Doubts Cast in Gilad Shalit/Palestinian Prisoner Swap

October 18, 2011

Today, we woke up to find the exchange of Israeli soldier, Gilad Shalit, and 477 Palestinian prisoners.

As news services around the world covering the exchange highlight Gilad Shalit’s ordeal of being held for five years in virtual incommunicado detention and the story of the Palestinian prisoners being released – some having been held for decades – one thing is glaringly obvious – this whole episode highlights the need for the humane treatment of all detainees – whether Palestinian or Israeli.

Amnesty International released a press release this morning that said:

“This deal will bring relief to Gilad Shalit and his family after an ordeal that has lasted more than five years.

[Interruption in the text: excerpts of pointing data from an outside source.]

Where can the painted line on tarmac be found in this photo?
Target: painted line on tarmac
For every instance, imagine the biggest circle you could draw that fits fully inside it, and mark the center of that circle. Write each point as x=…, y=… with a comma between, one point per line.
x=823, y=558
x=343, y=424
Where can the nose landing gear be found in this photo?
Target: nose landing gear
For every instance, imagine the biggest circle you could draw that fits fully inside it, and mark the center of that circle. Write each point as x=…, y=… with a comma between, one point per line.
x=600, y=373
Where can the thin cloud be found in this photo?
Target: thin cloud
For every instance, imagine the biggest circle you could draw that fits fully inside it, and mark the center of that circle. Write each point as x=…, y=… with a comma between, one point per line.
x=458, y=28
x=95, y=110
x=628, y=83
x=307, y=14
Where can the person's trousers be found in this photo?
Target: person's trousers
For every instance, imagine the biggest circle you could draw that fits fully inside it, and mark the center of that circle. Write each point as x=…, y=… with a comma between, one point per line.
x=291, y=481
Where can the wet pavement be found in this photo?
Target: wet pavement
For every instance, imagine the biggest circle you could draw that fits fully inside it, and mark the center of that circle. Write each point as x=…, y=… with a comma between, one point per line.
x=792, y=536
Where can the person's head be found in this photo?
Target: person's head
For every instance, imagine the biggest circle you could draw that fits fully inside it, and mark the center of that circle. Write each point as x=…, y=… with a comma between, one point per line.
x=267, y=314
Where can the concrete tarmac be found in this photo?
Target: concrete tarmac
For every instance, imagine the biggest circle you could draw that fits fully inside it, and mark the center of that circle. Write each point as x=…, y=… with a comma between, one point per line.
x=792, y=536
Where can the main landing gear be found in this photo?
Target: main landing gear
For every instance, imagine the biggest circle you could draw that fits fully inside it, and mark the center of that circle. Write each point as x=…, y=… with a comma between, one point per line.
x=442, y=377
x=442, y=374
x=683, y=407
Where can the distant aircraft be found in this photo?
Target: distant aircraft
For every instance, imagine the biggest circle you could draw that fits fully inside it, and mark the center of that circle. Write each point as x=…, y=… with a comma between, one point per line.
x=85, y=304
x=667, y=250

Many Palestinian families will feel a similar sense of relief today when they are reunited with their relatives, many of whom have spent decades under harsh conditions in Israeli detention,” said Malcolm Smart, Amnesty International’s Middle East and North Africa Director.

“However, more needs to be done to protect the rights of thousands of others who remain in detention. The Israeli authorities, the Hamas de facto administration in Gaza, and the Palestinian Authority in the West Bank must seize this opportunity to ensure respect for the rights of all prisoners and detainees in their custody.”

Amnesty is concerned about the violations of prisoner rights in both the case of Gilad Shalit and the Palestinian prisoners as well as problems concerning the swap itself.

Amnesty International has long worked for the humane treatment of Gilad Shalit while detained by Palestinian armed groups as well as for the rights of Palestinian prisoners detained by the Israeli authorities. Amnesty has also repeatedly called on both sides not to use prisoners as bargaining chips.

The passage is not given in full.